Limited increase in primary HIV-1C drug resistance mutations in treatment naïve individuals in Ethiopia

Abstract

Antiretroviral drug resistance is a major challenge for management and control of HIV-1 infection worldwide and particularly in resource limited countries. The frequency of primary drug resistance mutations (DRMs) and of naturally occurring polymorphisms was determined in 83 antiretroviral treatment (ART) naïve Ethiopian individuals infected with HIV-1, consecutively enrolled in 2010. In all individuals HIV-1C was found.
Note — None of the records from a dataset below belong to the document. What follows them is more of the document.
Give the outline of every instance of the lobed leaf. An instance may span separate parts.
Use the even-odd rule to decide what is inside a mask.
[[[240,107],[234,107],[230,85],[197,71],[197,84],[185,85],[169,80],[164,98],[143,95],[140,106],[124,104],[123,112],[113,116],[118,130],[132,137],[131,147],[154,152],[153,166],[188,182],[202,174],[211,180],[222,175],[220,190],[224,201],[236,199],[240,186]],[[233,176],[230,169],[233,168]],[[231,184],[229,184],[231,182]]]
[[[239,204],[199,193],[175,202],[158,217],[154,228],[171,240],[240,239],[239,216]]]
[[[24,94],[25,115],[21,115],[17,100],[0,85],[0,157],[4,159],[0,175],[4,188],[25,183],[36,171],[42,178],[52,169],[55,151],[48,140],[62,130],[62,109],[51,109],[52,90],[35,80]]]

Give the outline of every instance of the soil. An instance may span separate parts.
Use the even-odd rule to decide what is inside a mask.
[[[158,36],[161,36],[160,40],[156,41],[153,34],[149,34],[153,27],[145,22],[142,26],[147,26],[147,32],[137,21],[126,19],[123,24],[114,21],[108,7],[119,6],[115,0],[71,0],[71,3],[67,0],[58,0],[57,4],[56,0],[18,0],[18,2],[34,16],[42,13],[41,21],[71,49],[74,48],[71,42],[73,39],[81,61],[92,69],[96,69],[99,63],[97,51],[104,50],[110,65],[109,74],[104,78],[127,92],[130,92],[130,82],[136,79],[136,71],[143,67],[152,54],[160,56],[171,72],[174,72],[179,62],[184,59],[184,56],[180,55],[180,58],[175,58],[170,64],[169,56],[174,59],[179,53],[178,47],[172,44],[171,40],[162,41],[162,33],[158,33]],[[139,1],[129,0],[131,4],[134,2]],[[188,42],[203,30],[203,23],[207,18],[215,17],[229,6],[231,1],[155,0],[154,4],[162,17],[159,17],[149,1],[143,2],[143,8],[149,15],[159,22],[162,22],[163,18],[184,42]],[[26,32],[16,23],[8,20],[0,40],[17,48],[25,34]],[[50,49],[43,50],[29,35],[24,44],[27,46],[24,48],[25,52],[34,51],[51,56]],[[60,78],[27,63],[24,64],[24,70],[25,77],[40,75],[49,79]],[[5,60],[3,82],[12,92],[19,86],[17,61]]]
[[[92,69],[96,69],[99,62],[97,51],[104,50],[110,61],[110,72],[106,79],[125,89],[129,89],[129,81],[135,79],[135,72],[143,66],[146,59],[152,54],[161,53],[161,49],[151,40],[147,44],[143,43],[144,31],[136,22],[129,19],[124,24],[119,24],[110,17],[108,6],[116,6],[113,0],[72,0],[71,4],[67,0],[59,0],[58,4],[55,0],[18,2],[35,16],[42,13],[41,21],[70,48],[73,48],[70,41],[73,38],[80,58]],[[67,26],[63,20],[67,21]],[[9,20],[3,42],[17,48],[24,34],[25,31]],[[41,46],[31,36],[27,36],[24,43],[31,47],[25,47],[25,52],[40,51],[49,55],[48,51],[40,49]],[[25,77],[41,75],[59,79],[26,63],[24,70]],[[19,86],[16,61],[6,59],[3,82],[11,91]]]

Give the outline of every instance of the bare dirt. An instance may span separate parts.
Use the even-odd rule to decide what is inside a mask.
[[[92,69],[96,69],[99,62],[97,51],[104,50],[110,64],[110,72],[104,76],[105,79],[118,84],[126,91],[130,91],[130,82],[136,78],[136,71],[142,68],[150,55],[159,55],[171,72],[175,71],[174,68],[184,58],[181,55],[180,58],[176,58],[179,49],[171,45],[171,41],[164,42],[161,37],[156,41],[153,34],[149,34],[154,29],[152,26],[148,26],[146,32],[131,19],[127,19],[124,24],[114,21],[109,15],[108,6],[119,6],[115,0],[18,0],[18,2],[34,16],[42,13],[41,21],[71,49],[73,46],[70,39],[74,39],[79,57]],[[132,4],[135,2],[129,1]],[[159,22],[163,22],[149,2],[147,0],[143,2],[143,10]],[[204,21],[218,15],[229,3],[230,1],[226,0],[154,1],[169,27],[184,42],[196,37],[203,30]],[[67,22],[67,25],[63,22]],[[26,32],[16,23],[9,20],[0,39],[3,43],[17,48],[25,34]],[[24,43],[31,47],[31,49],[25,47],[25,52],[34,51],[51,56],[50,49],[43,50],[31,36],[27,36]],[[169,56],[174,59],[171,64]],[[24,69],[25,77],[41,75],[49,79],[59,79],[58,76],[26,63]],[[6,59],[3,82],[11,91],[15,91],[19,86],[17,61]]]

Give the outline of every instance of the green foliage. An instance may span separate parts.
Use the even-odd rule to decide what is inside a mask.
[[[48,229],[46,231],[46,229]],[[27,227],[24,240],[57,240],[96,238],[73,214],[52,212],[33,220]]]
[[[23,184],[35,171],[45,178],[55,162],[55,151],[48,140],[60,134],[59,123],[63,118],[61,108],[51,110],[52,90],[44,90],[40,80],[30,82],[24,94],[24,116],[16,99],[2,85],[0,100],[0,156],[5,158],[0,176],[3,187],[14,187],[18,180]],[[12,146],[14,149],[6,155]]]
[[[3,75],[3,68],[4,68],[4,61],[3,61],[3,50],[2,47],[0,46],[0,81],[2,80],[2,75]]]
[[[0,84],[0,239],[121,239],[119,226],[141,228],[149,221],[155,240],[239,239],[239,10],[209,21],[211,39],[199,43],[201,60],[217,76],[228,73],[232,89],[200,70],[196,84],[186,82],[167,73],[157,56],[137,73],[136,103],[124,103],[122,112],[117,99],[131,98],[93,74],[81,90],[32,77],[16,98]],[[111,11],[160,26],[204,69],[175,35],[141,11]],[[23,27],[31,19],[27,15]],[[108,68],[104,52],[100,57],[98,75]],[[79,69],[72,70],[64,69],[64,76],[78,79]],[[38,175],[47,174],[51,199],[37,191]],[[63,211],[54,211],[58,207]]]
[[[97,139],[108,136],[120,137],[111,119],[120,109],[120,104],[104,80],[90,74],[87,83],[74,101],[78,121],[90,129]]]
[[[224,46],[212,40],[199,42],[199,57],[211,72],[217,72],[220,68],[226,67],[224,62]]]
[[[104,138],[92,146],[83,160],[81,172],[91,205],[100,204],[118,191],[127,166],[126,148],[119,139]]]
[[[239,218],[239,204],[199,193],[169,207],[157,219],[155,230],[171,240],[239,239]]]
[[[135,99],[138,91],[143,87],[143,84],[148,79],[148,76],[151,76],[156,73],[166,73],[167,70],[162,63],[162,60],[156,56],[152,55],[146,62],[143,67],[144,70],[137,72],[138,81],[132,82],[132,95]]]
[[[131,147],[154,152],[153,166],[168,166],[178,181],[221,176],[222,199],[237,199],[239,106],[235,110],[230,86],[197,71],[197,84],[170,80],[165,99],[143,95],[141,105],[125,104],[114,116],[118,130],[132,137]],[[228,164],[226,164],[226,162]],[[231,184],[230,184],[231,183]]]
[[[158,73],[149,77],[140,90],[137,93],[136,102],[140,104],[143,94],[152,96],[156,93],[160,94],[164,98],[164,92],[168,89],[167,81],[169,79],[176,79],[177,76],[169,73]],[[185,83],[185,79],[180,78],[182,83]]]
The median (interquartile range) of CD4(+) T-cell count and viral load were 100 (49-201) cells/μl and 44,640 (12,553-134,664) copies/ml, respectively. Protease (PR) and reverse transcriptase (RT) genes of HIV-1 RNA were amplified and sequenced. The proportion of primary DRM to any drug class, using the World Health Organization mutation lists, was 7.2% (6/83), thus exceeding the WHO threshold limit of 5%. Three individuals (3.6%) had non-nucleoside reverse transcriptase inhibitor (NNRTI) mutations, two individuals (2.4%) had protease inhibitor mutations, and one (1.2%) had mutations associated with two drug classes (nucleoside reverse transcriptase inhibitor and NNRTI). In addition, the frequency of polymorphisms in the PR and RT genes was higher compared with previous studies in Ethiopian as well as worldwide isolates. Hence, genotypic drug resistance testing as part of routine management of individuals seems reasonable even in resource limited countries prior to treatment in order to allow proper choice of ART.

Keywords: ART; polymorphism; primary drug resistance; protease; reverse transcriptase.